Whenever bytes turn into characters or vice versa, charset conversion is ALWAYS applied. You can't not do it. Thus, in new String(bytes)
, yup, charset conversion is applied. Which one? Well, the 'platform default', which is just a funny way of saying 'the wrong answer'. You never want playform default. Don't ever call new String(bytes)
, it's a dumb method you should never use.
Unfortunately, plain text files just do not have an encoding tagged along with the data. You can't read .txt files unless you already know what encoding you have.
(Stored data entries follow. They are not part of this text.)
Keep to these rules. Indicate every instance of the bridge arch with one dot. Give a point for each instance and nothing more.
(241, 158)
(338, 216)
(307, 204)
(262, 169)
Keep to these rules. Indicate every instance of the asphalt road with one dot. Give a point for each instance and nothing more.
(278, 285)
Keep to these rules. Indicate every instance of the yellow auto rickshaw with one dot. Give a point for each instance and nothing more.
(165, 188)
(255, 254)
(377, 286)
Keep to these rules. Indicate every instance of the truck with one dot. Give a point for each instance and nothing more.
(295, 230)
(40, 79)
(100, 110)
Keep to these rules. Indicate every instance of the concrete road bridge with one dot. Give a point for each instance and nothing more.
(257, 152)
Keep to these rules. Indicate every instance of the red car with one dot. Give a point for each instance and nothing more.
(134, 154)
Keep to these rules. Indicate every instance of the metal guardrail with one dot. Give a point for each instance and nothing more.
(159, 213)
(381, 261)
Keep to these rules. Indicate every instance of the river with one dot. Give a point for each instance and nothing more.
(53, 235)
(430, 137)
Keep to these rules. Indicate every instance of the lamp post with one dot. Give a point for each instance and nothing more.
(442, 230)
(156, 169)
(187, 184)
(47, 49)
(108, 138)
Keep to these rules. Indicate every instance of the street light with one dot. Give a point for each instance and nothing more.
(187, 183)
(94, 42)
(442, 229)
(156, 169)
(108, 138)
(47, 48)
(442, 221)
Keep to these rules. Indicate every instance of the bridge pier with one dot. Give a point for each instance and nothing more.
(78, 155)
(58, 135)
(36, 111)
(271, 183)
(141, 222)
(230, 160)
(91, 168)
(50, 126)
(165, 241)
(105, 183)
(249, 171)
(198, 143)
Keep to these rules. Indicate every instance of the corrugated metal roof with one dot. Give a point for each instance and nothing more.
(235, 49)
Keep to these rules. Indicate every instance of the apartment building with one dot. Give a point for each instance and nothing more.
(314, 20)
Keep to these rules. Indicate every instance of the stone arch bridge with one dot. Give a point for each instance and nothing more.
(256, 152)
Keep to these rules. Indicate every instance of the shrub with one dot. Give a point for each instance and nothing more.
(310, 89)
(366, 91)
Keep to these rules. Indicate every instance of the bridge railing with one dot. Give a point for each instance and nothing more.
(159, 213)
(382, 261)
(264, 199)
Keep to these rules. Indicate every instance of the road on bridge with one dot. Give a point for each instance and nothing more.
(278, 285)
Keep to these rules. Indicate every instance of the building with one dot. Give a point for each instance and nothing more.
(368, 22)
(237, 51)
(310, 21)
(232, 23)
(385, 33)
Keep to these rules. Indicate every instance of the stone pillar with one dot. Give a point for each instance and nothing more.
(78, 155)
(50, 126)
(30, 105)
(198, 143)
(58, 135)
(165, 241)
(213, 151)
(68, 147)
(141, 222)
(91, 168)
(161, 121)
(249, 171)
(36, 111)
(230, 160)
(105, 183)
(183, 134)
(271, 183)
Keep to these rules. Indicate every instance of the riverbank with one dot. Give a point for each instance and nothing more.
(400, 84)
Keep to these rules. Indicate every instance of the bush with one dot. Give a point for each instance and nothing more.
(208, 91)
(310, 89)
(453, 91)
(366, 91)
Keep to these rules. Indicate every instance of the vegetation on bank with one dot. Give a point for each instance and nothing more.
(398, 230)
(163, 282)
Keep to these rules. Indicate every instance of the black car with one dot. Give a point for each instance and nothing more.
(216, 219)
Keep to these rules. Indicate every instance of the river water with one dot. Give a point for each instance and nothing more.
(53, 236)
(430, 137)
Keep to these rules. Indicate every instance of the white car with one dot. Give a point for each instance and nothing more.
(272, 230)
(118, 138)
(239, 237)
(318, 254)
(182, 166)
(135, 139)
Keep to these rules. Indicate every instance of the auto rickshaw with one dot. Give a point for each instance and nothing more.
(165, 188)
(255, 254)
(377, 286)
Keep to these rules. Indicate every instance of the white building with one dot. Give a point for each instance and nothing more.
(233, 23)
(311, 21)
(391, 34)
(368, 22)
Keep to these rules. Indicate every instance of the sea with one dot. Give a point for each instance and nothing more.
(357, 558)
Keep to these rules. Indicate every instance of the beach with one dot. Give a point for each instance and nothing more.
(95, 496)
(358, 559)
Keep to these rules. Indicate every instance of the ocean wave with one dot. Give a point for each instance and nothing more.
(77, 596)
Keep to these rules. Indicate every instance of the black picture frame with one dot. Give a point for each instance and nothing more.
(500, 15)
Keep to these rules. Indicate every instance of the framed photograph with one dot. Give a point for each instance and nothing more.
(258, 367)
If you don't know, you can't read it, or, if you don't know but you have a pretty good idea of what's in the file, you can go into Sherlock Holmes mode and attempt to figure it out.
You've told java that it is encoded with 'platform default', whatever that might be, (looks like ISO-8859-1 or Win-1252), and you get garbage out, but that's because you specified the wrong encoding, not because 'java is bad' or 'the file is bad'. Just specify the right encoding and all is right as rain.
Open the file with a text editor of some renown (such as SublimeText, cot editor, notepad++, etc), and play around with the encoding value until the text makes sense.
You must use your human brain (this is pretty hard AI for a computer to do!) and look at the file and make an educated guess. For example, if I see Mç~ller in a file where it seems logical that these are last names of european origin, that probably said Müller, so now I can either try to backsolve (look up the hex sequence, and toss tha sequence + ü in a web search engine and that'll usually tell you what to do), or just keep picking encodings in my editor until I see Müller appear, and now I know.
Thus, if you've done that, and truly you ahve determined that 슖 makes sense, okay, backsolving for that, the only encoding that makes sense here is UTF-16BE
. So, toss that in your editor, or use new String(thoseBytes, "UTF-16BE")
and see if the stuff makes sense now.
In no case should you be doing what these other answers are suggesting which is that you read the file with the wrong encoding and then try to clean up the epic mess that results. That's a bit like that Mr Bean sketch for training to paint a house:
- Get a can of paint.
- Get a stick of dynamite.
- Put the can in the middle of the room.
- Light the dynamite.
- Put the dynamite in the can and all done!
... and then clean up the mess and fix all the areas the explosion didn't catch and put out the fire.
Or maybe just, ya know, skip the dynamite and just buy a paintroller instead.
Same here. Just decode those bytes the right way in the first place instead of scraping globs of paint and dynamite wrapper off the walls.